The committee’s investigation comes after 30 cases of unusual blood disorders were reported, out of a population of 5m people who had received the vaccine.
Last week, the National Immunisation Advisory Committee (NIAC) recommended that the administration of the vaccine be deferred on a temporary and precautionary basis, pending the outcome of the EMA committee’s investigation.
Dr Elizabeth Brint of University College Cork’s pathology department said that the key phrase to come out of the EMA’s report was that benefits continue to hugely outweigh the risks.
“There is no risk. They were unable to find any association between the vaccine and the blood-clotting incidents,” Dr Brint said.
“For the five days that it has been on hold, 30,000 people didn’t get vaccinated this week so it’s so important that we resume the vaccination programme and that these people now attend when offered the vaccine. There is no worry,” she said.
She said that the NIAC’s approval of the vaccine in those ages over 70 further proves its safety.
The new advice updates the original advice from NIAC on February 2 which recommended that the vaccine could be used for those aged 65 and older, but where possible and timely, an mRNA vaccine such as Pfizer or Moderna should be used.
“This vaccine is not just safe, but also shown to be effective in that over 65 population that it was felt that the data was a bit lacking initially, and now there’s so much data showing really good effectiveness of this safe vaccine in all populations,” she said.
HSE National Director of Community Operations, David Walsh, said during a press conference on Thursday that of the 240,000 frontline healthcare workers eligible for vaccination, nearly 202,000 were in receipt of a Covid-19 vaccine as of March 15, of which 91,000 have received their second dose of the mRNA vaccine.
Most of the balance are people who received AstraZeneca who will now receive their second dose in May.
He said that NIAC will make a recommendation to the Chief Medical Officer (CMO) following the outcome of the EMA report, who will then advise the Minister for Health Stephen Donnelly before the HSE recommences vaccination clinics.

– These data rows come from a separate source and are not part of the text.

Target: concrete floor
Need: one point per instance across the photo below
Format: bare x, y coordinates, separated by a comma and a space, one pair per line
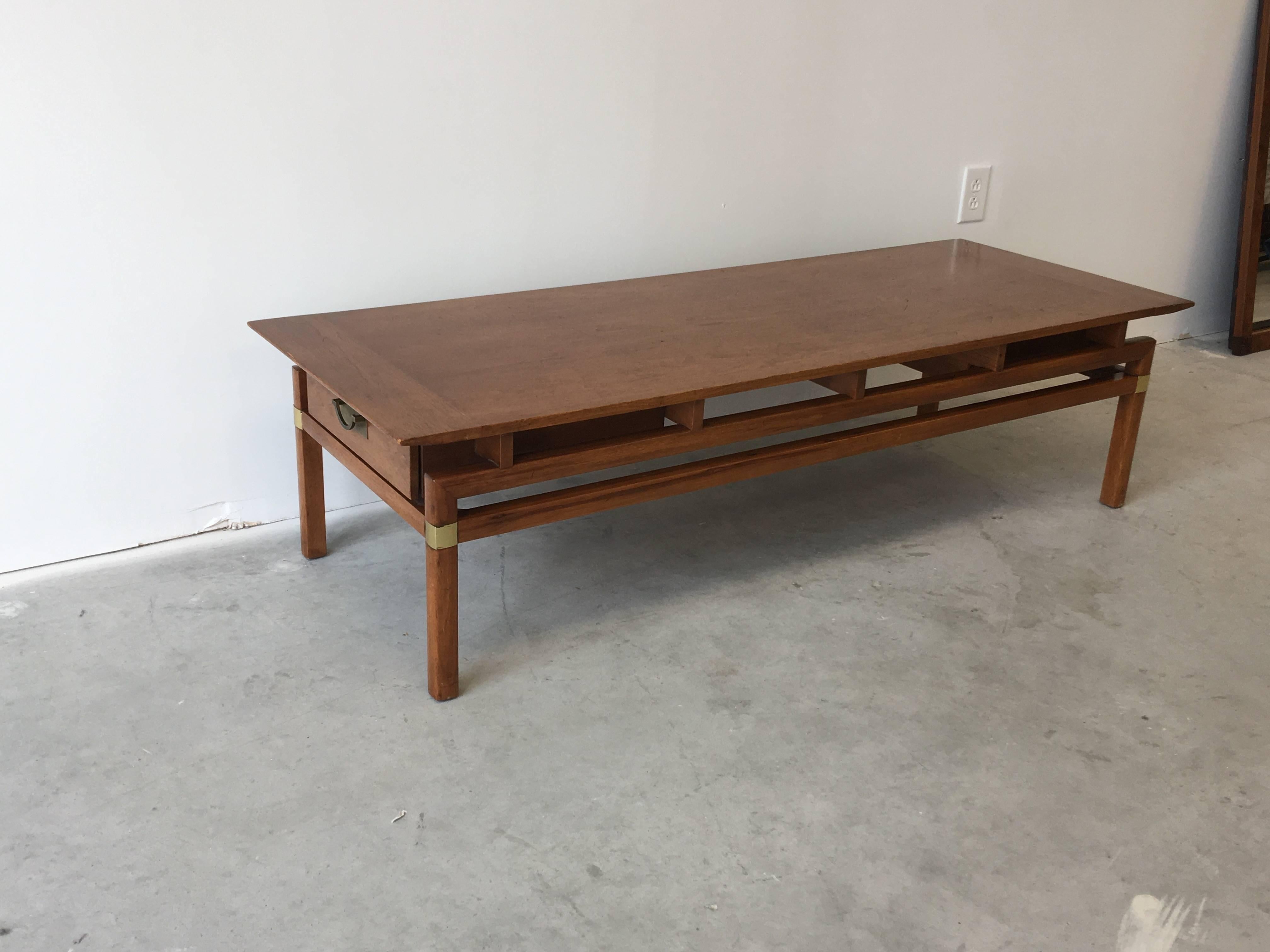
931, 699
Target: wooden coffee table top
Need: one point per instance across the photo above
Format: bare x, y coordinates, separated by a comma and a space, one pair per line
470, 367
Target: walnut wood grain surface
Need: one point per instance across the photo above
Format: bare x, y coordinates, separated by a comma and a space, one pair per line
474, 367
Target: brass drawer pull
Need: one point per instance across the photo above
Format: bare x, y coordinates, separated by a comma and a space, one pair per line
348, 418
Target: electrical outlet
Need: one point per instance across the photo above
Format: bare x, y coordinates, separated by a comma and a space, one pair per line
975, 193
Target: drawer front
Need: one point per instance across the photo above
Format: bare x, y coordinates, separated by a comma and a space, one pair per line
394, 462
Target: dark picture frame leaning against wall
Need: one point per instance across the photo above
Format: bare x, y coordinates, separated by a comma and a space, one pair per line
1249, 334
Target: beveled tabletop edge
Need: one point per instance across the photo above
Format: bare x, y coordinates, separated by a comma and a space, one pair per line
464, 433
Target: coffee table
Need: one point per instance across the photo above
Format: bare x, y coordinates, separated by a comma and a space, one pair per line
433, 403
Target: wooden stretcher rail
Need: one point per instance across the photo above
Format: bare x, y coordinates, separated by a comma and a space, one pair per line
644, 487
752, 424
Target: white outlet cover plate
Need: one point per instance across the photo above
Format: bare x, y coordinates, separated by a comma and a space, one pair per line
975, 193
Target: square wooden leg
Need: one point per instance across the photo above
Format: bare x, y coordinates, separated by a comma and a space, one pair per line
441, 511
1124, 436
313, 496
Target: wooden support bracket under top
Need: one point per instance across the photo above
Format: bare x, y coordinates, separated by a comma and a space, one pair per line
497, 450
988, 359
851, 384
690, 416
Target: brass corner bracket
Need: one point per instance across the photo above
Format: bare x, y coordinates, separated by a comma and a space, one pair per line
441, 536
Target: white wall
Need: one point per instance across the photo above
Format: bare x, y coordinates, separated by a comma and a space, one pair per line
171, 171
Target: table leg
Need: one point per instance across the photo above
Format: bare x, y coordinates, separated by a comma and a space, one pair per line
313, 498
441, 511
1124, 436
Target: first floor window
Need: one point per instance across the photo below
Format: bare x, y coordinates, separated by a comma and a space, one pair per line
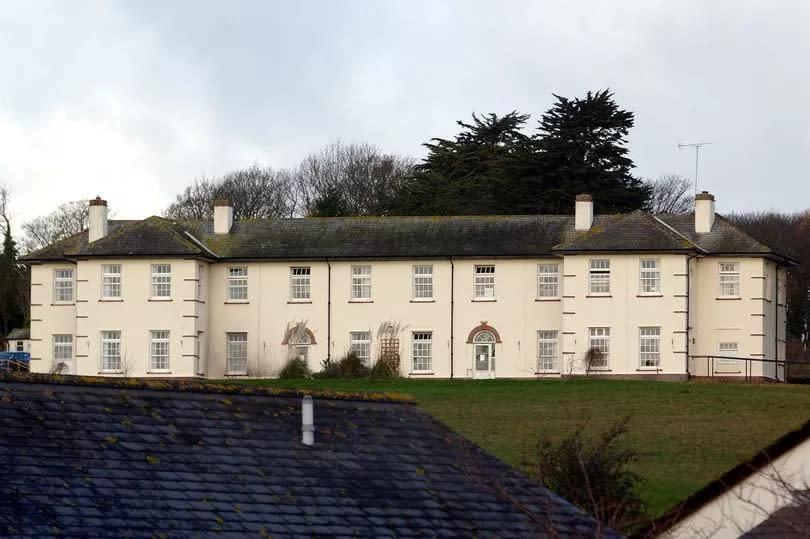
729, 279
599, 276
159, 350
63, 286
422, 351
237, 284
161, 280
547, 351
299, 283
110, 350
650, 347
110, 281
361, 282
548, 279
236, 353
729, 350
423, 282
484, 282
599, 348
650, 276
360, 344
62, 349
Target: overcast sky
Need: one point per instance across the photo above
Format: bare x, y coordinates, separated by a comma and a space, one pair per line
133, 100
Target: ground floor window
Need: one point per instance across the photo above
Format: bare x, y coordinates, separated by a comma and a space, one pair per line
110, 350
650, 347
422, 351
729, 350
159, 350
62, 351
547, 351
236, 353
598, 356
360, 344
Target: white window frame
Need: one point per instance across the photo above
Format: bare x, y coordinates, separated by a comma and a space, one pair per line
300, 284
159, 350
236, 353
111, 281
599, 277
548, 359
548, 280
360, 343
422, 351
61, 292
728, 348
200, 282
599, 337
484, 282
649, 347
62, 348
649, 278
360, 285
422, 282
161, 281
110, 352
728, 274
236, 284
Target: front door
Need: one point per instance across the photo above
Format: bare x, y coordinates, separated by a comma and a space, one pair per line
484, 361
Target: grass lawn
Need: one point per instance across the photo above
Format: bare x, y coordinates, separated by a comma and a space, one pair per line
686, 433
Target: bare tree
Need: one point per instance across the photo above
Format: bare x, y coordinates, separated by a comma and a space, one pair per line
68, 219
670, 194
350, 179
255, 192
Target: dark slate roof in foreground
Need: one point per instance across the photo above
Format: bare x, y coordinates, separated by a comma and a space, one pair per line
485, 236
114, 460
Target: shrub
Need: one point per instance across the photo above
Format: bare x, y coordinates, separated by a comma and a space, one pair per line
349, 366
595, 475
382, 370
294, 369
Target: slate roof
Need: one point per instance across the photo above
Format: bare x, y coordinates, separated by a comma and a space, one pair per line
19, 334
119, 458
725, 483
408, 237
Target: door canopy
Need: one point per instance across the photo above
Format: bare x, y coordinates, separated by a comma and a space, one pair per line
481, 330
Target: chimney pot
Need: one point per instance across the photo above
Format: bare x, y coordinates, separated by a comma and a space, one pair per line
583, 213
704, 212
223, 216
97, 219
307, 421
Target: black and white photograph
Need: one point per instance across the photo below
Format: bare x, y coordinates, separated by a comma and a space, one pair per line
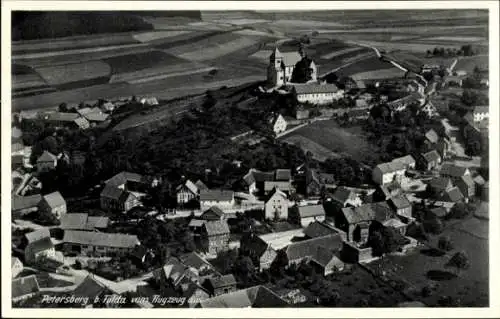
251, 158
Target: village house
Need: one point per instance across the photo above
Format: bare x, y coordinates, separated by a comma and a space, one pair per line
186, 192
173, 275
82, 221
88, 243
261, 253
53, 204
16, 266
219, 285
466, 186
390, 172
344, 197
355, 221
23, 205
480, 112
402, 207
315, 93
304, 215
46, 162
278, 123
453, 171
282, 64
193, 260
213, 213
438, 185
39, 246
216, 235
253, 297
429, 161
276, 205
117, 199
224, 199
24, 287
305, 250
408, 161
320, 229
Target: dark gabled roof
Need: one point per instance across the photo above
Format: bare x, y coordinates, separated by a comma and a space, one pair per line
254, 297
440, 183
307, 248
124, 177
115, 193
24, 286
275, 190
343, 194
319, 229
218, 195
432, 156
467, 179
453, 195
254, 243
400, 202
46, 157
213, 210
100, 239
314, 88
270, 185
200, 185
431, 136
194, 260
216, 227
311, 210
54, 199
90, 288
37, 235
283, 175
367, 212
453, 170
222, 281
439, 211
41, 244
23, 202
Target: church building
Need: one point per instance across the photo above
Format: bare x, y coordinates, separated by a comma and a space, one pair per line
282, 65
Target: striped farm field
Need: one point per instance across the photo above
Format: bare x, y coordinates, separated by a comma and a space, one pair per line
80, 57
135, 62
157, 35
33, 46
340, 52
145, 75
215, 40
379, 74
62, 74
40, 55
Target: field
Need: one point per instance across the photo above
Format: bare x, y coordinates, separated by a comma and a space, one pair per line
69, 73
469, 286
177, 55
328, 138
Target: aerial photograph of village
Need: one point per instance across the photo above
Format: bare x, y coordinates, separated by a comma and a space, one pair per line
263, 159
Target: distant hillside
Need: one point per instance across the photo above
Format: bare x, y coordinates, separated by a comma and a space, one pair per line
45, 25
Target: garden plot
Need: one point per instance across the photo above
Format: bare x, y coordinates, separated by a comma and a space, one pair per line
69, 73
58, 44
156, 35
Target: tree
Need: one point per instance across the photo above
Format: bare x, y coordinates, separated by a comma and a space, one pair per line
459, 261
445, 243
279, 263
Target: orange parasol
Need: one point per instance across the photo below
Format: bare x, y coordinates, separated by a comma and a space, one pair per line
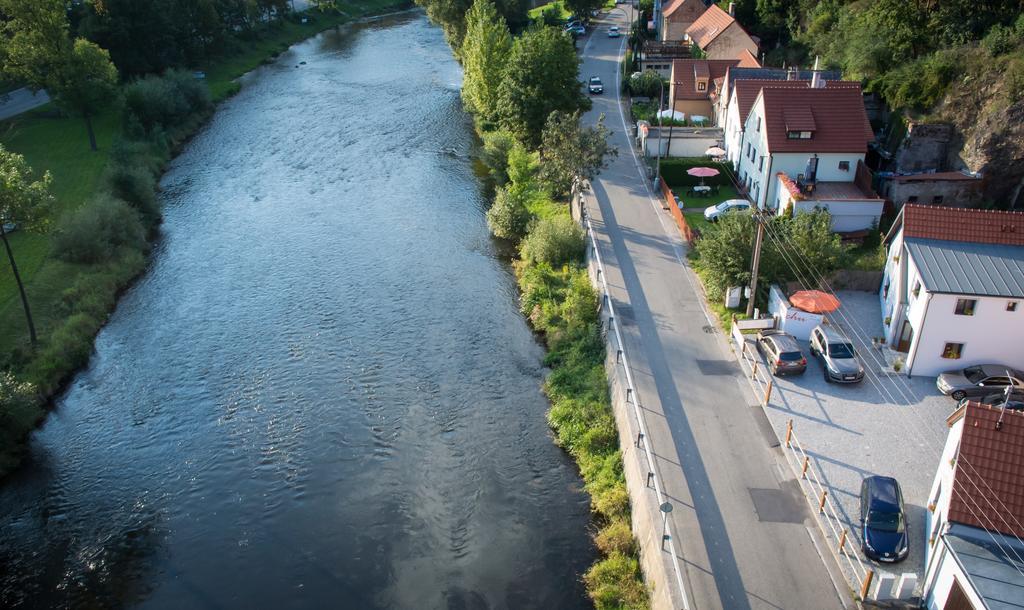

CEO of the HSE Paul Reid said that those who missed out on receiving the vaccine this week, a combination of healthcare workers and people in cohort four - aged 18 to 69 years of age with very high-risk medical conditions - will be prioritised once vaccination using AstraZeneca recommences.
In a statement on its website, the EMA said that the vaccine is not associated with an increase in the overall risk of blood clots, however, it said the vaccine may be associated with very rare cases of blood clots associated with thrombocytopenia.
“These are rare cases – around 20 million people in the UK and EEA had received the vaccine as of March 16 and EMA had reviewed only seven cases of blood clots in multiple blood vessels, or disseminated intravascular coagulation (DIC), and 18 cases of cerebral venous sinus thrombosis (CVST). A causal link with the vaccine is not proven, but is possible and deserves further analysis,” the statement read.